Ex Gov. Gray Davis and ultra-liberal Legislative Democrats engaged in a spending orgy - the likes of which California has never known. To now close this gap, Sacramento Democrats know only one solution - raise taxes on anyone and everyone, rich, non-rich, and businesses, large and small. Budget cuts are unheard-of because in the fish bowl that is the State Legislature, every program is essential and every bureaucrat, including those hired during a hiring freeze, perform a function critical to the state's daily operation.

While news outlets tried to convince Californians that differences over Gov. Schwarzenegger's proposed $15 billion bond were the negotiations' undoing, what really torpedoed the discussions between Democrats and Gov. Schwarzenegger were his proposal to cap state spending in the long-term - in short, to restore fiscal discipline to a state that is, in spending terms, out of control. Schwarzenegger battled with Democrats over the current and future size of California's government - a battle that is far from over.

Democrats in the State Legislature are addicted to spending - spending that benefits key liberal special interest groups (state and local government unions, teachers unions and others) who then fill the campaign coffers of Democrats with contributions. It's a vicious cycle.

Public education is a classic example, where we spend more and more every year on our public schools and where "historic gains" are measured in single-digit increases in state test results. And even then, California public school children lag in math and English scores, dropout rates are still high and the majority of public school graduates are ill-prepared to move forward with everyday life.

Governor Schwarzenegger's state spending cap proposal is simple and straightforward. It literally sets a maximum amount that could be spent in future years. Schwarzenegger's proposal would set the "baseline," or the threshold level for the future size of government, at $72 billion. This $72 billion figure would necessitate some budget cuts now - cuts that will be made anyway in the upcoming budget. Schwarzenegger's proposal allows the baseline to be adjusted for inflation and growth in the state's population, so greater amounts of money will be available in the future - but within defined limits… and it is these limits that bother the Democrats.

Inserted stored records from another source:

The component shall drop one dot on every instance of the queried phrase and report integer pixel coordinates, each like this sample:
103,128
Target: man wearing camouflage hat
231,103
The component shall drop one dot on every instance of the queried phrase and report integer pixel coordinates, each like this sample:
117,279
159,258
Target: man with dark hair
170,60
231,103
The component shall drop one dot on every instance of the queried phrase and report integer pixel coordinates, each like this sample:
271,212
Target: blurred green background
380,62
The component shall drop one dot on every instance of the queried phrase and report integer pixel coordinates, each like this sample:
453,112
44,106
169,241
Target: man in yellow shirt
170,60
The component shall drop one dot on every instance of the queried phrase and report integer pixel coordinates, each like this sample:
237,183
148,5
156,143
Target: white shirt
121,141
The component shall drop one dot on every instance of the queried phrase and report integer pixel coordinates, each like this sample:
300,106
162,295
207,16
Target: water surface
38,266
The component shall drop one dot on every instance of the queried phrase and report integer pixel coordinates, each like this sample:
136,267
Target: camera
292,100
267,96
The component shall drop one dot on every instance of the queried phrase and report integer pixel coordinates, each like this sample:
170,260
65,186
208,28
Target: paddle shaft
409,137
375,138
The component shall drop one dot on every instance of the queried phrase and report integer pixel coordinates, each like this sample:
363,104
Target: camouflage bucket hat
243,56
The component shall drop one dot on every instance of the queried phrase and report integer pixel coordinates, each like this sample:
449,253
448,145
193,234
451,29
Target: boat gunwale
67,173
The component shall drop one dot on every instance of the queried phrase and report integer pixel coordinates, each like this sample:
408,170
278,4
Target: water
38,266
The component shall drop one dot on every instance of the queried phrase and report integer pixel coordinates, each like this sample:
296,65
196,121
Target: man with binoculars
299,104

Democrats, on the other hand, wanted to set the baseline at $83 billion - enough to accommodate the current bloated budget and, according to Rob Stutzman, the governor's communications director, would "only institutionalize overspending." This proclivity toward bloat is the essence of California's problem. Spend-happy Democrats still don't believe they have done anything wrong and that nothing needs to change, except tax rates, which need to go up.

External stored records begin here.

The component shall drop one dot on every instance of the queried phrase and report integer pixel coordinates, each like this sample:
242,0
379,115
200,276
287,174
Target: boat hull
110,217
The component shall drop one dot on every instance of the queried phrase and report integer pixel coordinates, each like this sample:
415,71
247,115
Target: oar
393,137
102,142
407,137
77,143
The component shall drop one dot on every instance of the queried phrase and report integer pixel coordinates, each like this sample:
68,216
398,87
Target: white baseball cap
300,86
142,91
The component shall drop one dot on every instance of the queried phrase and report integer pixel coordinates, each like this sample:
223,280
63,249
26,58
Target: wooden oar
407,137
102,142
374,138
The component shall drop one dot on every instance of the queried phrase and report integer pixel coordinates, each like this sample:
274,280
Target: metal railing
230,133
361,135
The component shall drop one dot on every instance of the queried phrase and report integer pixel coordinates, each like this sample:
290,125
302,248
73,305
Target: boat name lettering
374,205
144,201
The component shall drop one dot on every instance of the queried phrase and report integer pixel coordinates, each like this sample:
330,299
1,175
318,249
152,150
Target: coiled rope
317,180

Gov. Schwarzenegger's historic victory on October 7, 2003 went a long way toward shining a light on an out-of-control State Legislature. As with any creature that's used to living in the dark, when hit by light - in this case public scrutiny - these critters scurry for the safety darkness. Last Friday's "missed opportunity" may turn out to be a blessing in disguise. Hopefully, Schwarzenegger will learn that if he truly wants to change Sacramento's culture, he had better make his case directly to the people - and he must do so by shining a light on the State Legislature's shenanigans.

In Donna Arduin's words, "We (the Schwarzenegger Administration) didn't create this crisis, but we are prepared to end it." For all of California, we certainly hope so.